And here he'd done a lot of weeping. Brendan felt a great pity for
him.
    Also, as he watched the Staten Island ferry cross the dark harbor,
Brendan felt pity for himself. He was in the grip of strange forces,
premonitions, sudden revelations of other people's affairs. Worst of
all, somewhere ahead of him in the frightening future, a terrible
challenge was in store for him. A dark furious figure waited to
pounce.
    He didn't want to know about Terry, didn't want to see the past or
the future, especially his own. He yearned to be normal. In his fear
he desperately wanted his parents, and knew he would never see either
of them again. For the first time in his fifteen years, he discovered
the inconsolableness of grief.
 
 
    "He was pickled in his own juices," Aunt Maeve said of
her son in the morning. "I tried to love him but I never found
the way into his heart. It was like trying to handle a porcupine. He
simply rejected me and everyone else. I knew there were many times
when life hurt him and he was feeling very dejected but he never let
me comfort him or get close. Even as a baby he didn't like to be
held. Most of all, Terry loved to feel sorry for himself."
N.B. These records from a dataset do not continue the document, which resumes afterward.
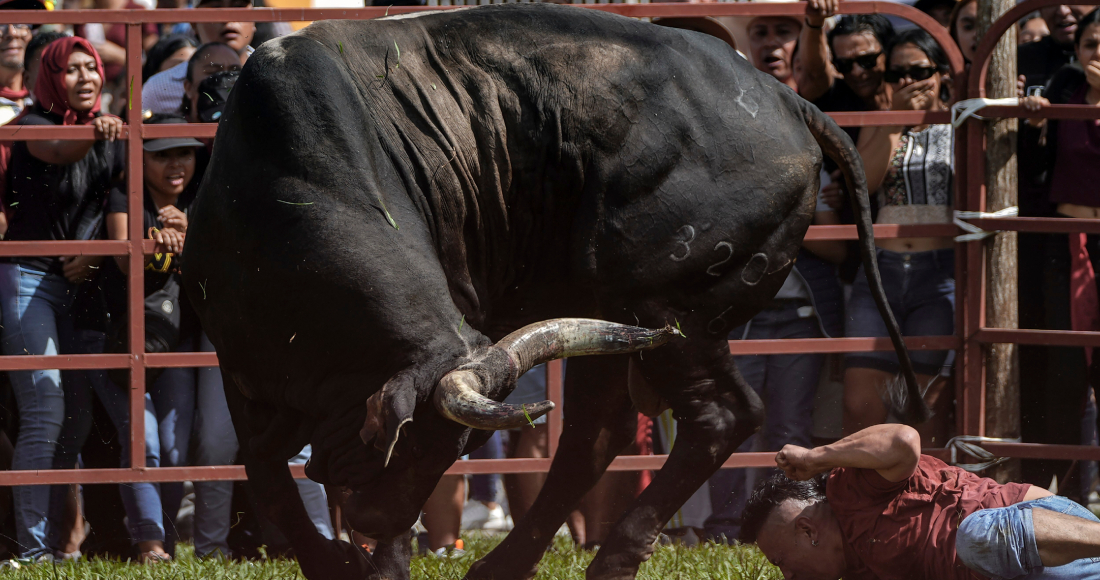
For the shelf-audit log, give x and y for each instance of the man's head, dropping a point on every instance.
(13, 39)
(858, 43)
(235, 34)
(1032, 29)
(772, 43)
(1062, 21)
(33, 56)
(208, 59)
(794, 527)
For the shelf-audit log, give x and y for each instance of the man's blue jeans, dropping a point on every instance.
(787, 383)
(169, 408)
(36, 310)
(1000, 543)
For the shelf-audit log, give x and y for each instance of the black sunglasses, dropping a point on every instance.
(867, 62)
(915, 73)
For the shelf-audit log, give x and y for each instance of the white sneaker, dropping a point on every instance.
(497, 521)
(475, 515)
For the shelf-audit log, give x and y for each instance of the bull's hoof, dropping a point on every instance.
(488, 569)
(607, 566)
(337, 560)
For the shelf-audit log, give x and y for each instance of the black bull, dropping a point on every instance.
(389, 199)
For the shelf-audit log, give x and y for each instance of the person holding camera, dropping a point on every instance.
(168, 178)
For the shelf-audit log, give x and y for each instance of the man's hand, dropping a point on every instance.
(79, 269)
(173, 218)
(914, 97)
(168, 240)
(795, 462)
(818, 10)
(108, 128)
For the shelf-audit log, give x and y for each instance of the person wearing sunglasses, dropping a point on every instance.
(912, 171)
(854, 76)
(851, 81)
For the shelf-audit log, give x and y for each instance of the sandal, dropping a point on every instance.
(153, 557)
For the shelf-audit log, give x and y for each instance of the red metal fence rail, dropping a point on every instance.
(970, 334)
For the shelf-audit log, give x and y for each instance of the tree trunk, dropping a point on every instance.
(1002, 371)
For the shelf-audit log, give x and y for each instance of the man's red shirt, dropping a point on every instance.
(905, 529)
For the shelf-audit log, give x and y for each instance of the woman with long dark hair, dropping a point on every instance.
(912, 171)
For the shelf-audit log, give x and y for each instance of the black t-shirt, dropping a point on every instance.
(1038, 61)
(52, 201)
(154, 281)
(840, 98)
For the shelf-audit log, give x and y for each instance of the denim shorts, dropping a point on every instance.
(1000, 543)
(921, 291)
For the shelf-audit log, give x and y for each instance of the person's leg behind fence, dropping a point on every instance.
(216, 446)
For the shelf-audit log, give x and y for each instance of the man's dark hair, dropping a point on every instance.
(926, 44)
(1089, 19)
(199, 53)
(37, 43)
(877, 24)
(771, 493)
(162, 51)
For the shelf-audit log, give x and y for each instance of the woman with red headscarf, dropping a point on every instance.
(56, 190)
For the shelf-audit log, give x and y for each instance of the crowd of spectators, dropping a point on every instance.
(73, 190)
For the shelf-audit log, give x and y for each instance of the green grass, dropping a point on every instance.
(561, 562)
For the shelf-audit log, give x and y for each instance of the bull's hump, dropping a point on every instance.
(419, 13)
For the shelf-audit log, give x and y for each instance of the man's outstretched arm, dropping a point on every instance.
(892, 450)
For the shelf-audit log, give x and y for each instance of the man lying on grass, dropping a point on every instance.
(871, 506)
    One morning Terry's vibrations felt stronger than usual, and that
afternoon when Brendan came in from school, Terry sat in the kitchen
in his familiar slouch, one leg slung over the other, kicking slowly,
cheek on fingertip with the expression on his face of a man who had
just smelled a skunk. He didn't speak to Brendan.
    Brendan felt embarrassed, seeing the man up close and knowing his
most intimate boyhood secrets. It was as though he'd heard another
man's confession to a priest. He took a few hesitant steps into the
kitchen.
    "I like your room, Terry. I can lie on the bed and look out
over New York Harbor."
    "I always kept the shade down on that window," Terry
said.
    Brendan left him talking to his mother in that whiny murmur of
his, stirring his tea with a spoon absentmindedly as he talked. When
Brendan came down later, Terry was gone, as furtively as he had come.
    "Terry," Aunt Maeve said sadly, and shook her head. "God
help me." She radiated dismay and regret and guilt. Impulsively
Brendan put his arms around her.
    "You'll never go into a nursing home as long as I'm around,"
he told her.
    "How did you know we were talking about that?" She
looked at him curiously.
    "A guess," he said.
    "Ah, well, he thinks I'm one of his stamps that should be
safely stored in an album." She smiled at Brendan. "Have a
cup of tea and cheer me up. It's not nearly time to talk of nursing
homes. These modern medicines make things a lot different from
Momma's day."
    The arthritis was getting into her knees and her hands, especially
the left hand, and she had to wear rubber gloves whenever she washed
anything in soapy water. She used a cane now.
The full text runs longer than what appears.